Gabriella Kirschner - Abe's ex-wife often sees fit to come to holiday celebrations half naked and unannounced because she loves to create tense and awkward situations with her ex-husband, although she lives with her divorce lawyer who is a gazillionaire because he handles every high profile divorce in the area. He bought her a Bentley. He should buy her some clothes because Gabriella looks like she gets fashion advice from Lil Kim. Pasties? Of course they count as a shirt. As long as most of your nipple is covered you are wearing a shirt. And yes, thongs are indeed pants. Especially when they are leopard print.
That's it for now. As more guests are confirmed. I will add to the list. Please enjoy the madness, dear readers.

16 comments:

Subservient No More said...

The spacing is screwed up again. I can't fix it. I am not happy about this.

Joy said...

Yes! Now I really, really wish I was coming to your house for Thanksgiving! I look forward to hearing about the whole event. :)

Anonymous said...

Is that Gabriella of the little Gabby cosmetic surgery story? The one who refers to her genitalia using feminine pronouns?

Maya said...

I am enjoying your holidays already!

Subservient No More said...

Yes that's her.

Pashmina said...
This comment has been removed by a blog administrator.
Sauntering Soul said...

My Thanksgiving is going to blow compared to yours.

Linda said...

Wow, thinking I should buy a ticket to your neck of the woods just for fun and drop in for some "deep fried turkey"(this must be an American thing, we bake our turkeys up here in Canada) That is quite the cast of folks! Can't wait to hear more!

luvpumpkns said...

Just to let you know, the spelling is Phenix City. I always hoped the town wasn't named for the city in AZ. My uncle, who is the mayor, informs me that it isn't.

Sorry to be a butt. I had to stick up for my home town, you know.

Subservient No More said...

Sorry Luvpumpkins, I'll fix it. I knew it was spelled WRONG nevertheless. How funny is that that I go and make fun of somewhere and one of my readers' uncles is the mayor. Lord.

Isn't it the teen pregnancy capital of the US?

Do you know Villa-Jo and her parrot?

Miriam said...

Ahem...pumpkin pie martini? Do tell.


http://lspoon.wordpress.com

Pat said...

Tell little Brooke Lynn that she's not the only one.
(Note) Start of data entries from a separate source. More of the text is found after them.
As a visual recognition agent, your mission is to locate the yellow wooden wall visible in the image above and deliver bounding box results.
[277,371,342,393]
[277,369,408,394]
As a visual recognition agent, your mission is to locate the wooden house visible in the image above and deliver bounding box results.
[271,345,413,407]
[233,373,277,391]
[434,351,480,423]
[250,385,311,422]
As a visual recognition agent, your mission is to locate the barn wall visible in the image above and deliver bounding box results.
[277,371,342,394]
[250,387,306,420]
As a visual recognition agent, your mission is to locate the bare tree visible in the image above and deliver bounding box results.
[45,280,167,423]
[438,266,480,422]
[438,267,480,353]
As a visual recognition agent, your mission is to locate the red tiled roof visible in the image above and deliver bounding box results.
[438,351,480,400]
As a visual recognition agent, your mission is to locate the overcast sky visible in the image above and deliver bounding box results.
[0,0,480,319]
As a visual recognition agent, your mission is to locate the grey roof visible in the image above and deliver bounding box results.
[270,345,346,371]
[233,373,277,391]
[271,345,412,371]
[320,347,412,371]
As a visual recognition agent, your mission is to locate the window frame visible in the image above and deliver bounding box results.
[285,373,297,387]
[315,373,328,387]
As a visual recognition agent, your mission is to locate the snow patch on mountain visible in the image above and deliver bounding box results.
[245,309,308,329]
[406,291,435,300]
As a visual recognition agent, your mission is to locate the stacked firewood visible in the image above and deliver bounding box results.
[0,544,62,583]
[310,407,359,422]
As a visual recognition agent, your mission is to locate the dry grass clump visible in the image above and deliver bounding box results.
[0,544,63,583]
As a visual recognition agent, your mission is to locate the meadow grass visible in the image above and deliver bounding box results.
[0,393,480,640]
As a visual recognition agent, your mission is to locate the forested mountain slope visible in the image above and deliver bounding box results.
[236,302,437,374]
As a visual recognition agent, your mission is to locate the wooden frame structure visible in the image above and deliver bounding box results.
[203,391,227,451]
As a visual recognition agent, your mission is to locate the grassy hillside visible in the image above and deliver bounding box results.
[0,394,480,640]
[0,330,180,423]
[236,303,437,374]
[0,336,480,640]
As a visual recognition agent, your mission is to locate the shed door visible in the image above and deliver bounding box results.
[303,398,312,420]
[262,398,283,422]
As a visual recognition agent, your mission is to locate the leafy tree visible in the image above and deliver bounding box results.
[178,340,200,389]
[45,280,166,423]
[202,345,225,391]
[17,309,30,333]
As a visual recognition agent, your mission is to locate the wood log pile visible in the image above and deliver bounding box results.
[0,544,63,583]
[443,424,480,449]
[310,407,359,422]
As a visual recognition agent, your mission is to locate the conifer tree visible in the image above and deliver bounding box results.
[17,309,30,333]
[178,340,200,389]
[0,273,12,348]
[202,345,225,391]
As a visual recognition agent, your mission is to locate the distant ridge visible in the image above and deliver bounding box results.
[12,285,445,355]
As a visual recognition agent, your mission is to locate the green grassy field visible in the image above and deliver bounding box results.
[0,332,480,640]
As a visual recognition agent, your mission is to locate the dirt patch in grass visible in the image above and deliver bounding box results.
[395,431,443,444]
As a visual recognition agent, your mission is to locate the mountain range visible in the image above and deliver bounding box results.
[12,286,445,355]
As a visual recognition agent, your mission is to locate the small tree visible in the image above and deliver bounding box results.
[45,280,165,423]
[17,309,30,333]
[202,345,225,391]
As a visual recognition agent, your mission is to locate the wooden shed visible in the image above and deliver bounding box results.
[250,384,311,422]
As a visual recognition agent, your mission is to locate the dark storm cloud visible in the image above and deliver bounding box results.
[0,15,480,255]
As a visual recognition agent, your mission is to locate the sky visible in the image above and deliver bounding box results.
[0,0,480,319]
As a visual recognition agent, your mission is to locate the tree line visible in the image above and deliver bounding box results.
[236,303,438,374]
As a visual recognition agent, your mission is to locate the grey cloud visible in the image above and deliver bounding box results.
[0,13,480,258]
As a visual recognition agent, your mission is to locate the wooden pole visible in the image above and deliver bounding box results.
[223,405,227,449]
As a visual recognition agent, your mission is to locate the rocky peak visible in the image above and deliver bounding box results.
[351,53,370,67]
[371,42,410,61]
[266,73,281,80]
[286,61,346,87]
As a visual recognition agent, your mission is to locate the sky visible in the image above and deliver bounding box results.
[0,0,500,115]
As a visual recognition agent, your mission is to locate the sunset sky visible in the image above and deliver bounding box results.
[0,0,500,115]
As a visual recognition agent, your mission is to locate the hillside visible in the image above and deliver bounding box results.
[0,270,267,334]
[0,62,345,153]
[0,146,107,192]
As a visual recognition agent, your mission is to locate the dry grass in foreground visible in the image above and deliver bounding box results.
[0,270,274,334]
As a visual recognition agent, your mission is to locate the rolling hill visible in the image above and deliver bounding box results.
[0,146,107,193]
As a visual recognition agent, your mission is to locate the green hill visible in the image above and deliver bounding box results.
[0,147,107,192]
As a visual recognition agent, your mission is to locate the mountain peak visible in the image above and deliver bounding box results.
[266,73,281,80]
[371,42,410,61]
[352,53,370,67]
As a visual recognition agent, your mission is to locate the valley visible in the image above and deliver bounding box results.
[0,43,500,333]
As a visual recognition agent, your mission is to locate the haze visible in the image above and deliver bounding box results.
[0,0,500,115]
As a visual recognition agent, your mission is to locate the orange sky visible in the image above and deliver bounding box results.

My hubby is an OB-GYN and recently delivered a little girl, whose gang- ho transplanted New Yorker Dad named Brooke Lynn.

Ya gotta love it!

Pat

Michelle said...

My head exploded round about Aunt Kiki's Husband, and my charred body toppled out of my chair and began to twitch violently at Villa-Jo Quinn.

NicoleinAZ said...

Abe Kirschner! I'm so happy to see some names from the past. Sometimes I wish you had left the old stories up so I could go back and read them.

HOWEVER, with that said...truth is stranger than fiction. I'm excited for your guest list and look forward to many stories of tomorrow's activities.

I adore your stories and wish you the happiest of Thanksgiving holidays!

Your friend in Arizona.

beatgrl said...

I'm curious about "One Hit Wonder." What decade is his song from? It's not "Puttin' on the Ritz" is it?

luvpumpkns said...

No, I do not know them, but I wish I did! She sounds like a riot.

As for the teen pregnancy thing, I am not sure about that stat, but knowing the area, it sounds about right.